Henry hinted those would have been the reasons that the Red Sox -- without the restructured contract, and with Texas owner Tom Hicks still insisting on some financial concessions from the Sox -- went ahead with the Rodriguez trade.

"Ultimately, under the terms we were given to make it happen, making a major change in this team would have been a mistake . . . in our view," Henry wrote in the first of his two SOSH postings yesterday. "[Particularly] in [general manager Theo Epstein's] view."

While admitting it "may sound overly simple," Henry began his first posting by saying the "post-mortem" discussions of the potential trade "should emphasize that the Red Sox were afraid of losing a (future) Hall of Fame shortstop (Nomar Garciaparra, whose contract expires at the end of the 2004 and whom the Sox are unsure of being able to re-sign) and they were trying to accomodate another player (Manny Ramirez, who reportedly has asked to be traded) in exchange for a great (future) Hall of Famer (Rodriguez) who really wanted to play in Boston.
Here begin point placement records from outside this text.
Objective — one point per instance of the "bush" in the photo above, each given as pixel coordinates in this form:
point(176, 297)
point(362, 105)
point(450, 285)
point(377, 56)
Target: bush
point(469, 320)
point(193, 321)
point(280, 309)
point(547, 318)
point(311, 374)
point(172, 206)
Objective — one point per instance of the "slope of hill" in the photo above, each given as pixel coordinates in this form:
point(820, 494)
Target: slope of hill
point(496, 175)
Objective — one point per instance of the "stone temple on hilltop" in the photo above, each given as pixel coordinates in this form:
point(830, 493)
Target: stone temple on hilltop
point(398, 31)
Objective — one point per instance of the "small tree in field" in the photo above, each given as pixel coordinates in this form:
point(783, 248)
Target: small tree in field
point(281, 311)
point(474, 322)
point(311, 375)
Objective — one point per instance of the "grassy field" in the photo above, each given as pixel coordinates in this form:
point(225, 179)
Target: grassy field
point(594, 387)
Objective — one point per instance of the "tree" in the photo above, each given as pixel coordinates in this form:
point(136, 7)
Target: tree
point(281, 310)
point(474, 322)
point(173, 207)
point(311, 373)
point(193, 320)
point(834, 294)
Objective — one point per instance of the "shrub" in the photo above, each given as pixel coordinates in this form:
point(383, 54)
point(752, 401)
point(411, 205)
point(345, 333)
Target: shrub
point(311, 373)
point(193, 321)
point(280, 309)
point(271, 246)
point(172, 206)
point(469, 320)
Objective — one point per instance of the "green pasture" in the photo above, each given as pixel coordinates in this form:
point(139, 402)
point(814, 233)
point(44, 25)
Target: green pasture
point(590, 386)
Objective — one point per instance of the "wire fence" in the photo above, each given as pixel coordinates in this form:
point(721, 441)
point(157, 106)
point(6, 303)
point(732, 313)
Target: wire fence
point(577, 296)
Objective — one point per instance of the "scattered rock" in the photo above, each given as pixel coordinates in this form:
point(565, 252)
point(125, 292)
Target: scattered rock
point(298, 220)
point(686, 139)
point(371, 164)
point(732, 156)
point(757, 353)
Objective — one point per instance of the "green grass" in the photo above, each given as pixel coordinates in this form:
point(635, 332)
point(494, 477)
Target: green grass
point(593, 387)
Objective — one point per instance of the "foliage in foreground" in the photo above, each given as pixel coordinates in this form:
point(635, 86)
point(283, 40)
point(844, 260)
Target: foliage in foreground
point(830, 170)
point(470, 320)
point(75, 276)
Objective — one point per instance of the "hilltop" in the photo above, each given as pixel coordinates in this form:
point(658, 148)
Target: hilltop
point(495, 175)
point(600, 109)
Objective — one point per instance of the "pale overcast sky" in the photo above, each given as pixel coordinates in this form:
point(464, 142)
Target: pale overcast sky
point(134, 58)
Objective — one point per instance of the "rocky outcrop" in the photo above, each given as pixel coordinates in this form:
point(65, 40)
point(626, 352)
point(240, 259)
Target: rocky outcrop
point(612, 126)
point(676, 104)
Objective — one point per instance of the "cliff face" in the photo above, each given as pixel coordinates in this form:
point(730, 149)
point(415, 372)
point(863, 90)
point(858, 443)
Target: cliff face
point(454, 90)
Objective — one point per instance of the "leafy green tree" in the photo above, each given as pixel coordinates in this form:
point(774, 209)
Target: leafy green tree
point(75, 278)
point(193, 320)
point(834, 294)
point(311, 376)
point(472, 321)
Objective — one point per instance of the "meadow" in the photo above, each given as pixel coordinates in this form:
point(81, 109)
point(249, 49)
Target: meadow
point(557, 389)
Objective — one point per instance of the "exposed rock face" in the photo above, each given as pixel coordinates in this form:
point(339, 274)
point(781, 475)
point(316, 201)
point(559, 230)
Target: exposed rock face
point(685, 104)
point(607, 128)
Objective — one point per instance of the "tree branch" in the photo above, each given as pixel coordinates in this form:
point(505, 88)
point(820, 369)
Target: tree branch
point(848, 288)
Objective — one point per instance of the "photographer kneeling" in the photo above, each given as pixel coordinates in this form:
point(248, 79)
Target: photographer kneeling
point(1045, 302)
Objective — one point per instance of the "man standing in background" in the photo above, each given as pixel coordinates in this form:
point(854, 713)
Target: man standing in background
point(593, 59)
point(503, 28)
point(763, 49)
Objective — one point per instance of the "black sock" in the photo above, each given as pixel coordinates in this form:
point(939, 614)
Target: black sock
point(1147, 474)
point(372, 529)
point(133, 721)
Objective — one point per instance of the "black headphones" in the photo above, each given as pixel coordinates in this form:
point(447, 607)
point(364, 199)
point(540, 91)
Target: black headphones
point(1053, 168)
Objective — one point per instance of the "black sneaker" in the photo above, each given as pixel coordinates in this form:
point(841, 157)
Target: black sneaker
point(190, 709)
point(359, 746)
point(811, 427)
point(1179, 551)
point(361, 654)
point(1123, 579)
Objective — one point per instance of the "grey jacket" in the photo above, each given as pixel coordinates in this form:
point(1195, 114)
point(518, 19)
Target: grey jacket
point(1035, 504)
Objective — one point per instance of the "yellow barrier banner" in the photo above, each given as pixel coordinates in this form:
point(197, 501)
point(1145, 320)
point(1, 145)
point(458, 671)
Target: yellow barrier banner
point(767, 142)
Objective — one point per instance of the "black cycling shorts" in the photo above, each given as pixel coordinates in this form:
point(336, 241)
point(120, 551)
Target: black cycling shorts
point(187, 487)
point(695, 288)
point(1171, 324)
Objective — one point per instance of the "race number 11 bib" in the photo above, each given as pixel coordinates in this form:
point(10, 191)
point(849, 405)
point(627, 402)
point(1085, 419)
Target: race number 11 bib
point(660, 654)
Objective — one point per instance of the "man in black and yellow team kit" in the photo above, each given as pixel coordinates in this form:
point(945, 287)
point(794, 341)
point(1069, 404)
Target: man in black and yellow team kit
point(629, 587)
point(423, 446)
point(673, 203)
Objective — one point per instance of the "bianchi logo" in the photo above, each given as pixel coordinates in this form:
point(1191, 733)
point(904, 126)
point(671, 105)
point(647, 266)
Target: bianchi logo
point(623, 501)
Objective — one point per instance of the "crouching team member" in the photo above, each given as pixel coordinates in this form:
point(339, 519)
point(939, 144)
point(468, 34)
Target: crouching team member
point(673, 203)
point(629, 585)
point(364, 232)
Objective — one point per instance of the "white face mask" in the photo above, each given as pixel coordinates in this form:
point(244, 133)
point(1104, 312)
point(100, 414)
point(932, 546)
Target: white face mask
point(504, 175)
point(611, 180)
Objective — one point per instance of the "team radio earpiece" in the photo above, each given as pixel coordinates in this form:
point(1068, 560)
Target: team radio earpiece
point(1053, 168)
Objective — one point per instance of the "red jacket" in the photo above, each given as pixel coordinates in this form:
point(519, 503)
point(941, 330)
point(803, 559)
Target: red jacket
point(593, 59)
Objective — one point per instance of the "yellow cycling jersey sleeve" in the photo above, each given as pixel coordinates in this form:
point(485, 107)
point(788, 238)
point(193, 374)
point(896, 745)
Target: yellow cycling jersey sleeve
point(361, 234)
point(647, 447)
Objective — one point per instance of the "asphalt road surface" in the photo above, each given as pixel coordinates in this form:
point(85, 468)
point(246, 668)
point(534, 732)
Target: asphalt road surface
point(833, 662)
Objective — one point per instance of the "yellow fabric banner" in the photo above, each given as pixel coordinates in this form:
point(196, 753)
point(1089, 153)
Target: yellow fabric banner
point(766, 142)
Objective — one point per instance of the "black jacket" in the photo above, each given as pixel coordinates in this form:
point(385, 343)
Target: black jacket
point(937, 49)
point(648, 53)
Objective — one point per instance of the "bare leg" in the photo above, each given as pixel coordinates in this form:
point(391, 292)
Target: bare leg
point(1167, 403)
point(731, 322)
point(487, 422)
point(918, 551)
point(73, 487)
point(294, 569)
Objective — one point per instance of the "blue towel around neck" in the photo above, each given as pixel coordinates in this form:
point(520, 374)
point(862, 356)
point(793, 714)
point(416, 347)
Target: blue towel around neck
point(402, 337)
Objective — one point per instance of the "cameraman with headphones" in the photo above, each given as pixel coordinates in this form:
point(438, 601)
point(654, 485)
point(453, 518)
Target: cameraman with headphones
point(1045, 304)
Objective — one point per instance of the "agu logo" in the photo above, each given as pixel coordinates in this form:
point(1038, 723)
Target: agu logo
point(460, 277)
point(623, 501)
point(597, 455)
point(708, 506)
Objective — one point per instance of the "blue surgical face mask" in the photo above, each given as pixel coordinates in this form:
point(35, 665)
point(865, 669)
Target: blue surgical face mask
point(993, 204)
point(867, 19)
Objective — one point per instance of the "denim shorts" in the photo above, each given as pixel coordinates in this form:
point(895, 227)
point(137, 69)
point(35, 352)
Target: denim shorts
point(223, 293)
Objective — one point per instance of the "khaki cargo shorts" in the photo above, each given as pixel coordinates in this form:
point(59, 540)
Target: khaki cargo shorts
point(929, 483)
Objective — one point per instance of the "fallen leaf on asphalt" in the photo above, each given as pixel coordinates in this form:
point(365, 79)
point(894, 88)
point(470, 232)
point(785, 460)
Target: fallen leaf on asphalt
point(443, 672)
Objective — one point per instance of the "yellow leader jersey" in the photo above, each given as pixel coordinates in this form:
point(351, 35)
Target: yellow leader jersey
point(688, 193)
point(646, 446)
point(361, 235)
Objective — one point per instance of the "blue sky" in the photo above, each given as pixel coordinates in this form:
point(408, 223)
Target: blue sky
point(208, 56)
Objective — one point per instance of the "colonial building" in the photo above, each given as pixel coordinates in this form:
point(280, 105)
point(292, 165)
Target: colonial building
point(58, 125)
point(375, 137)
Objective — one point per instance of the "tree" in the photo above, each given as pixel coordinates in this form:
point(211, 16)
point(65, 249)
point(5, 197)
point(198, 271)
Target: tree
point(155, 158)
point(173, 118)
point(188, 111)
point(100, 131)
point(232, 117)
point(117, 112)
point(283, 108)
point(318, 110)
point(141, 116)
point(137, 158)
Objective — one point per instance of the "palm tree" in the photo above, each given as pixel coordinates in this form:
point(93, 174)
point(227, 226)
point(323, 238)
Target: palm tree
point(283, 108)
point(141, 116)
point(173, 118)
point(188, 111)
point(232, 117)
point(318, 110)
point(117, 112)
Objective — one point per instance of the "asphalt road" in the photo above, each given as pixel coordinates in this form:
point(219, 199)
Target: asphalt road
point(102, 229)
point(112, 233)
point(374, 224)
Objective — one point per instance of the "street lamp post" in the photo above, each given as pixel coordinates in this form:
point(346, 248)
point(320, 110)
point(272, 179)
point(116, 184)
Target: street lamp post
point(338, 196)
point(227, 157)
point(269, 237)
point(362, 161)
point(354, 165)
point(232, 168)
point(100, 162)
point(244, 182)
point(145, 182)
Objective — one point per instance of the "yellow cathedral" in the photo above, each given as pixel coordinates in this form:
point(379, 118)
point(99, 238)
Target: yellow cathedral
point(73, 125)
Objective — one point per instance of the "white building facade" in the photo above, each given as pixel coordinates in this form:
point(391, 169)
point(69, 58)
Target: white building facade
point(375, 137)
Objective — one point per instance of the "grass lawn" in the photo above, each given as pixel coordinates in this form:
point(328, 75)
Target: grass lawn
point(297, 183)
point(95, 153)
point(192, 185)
"However, 2004 and beyond are set up well enough that we had to have a deal within particular parameters for it to make sense."

The parameters Henry referred to were, apparently, financial. Without a reduction of the yearly value of Rodriguez' contract from 2004 and beyond, the Red Sox probably felt they would have no monetary flexibility to make other moves.

"Red Sox management has a consistent consensus regarding our parameters and approach," Henry wrote. "As in all baseball matters, the GM here was the lead voice internally and essentially set parameters that made sense."

Henry made two postings yesterday on SOSH, 15 minutes apart.

"We are very much at peace with the end result," he concluded. "I hope you can be as well."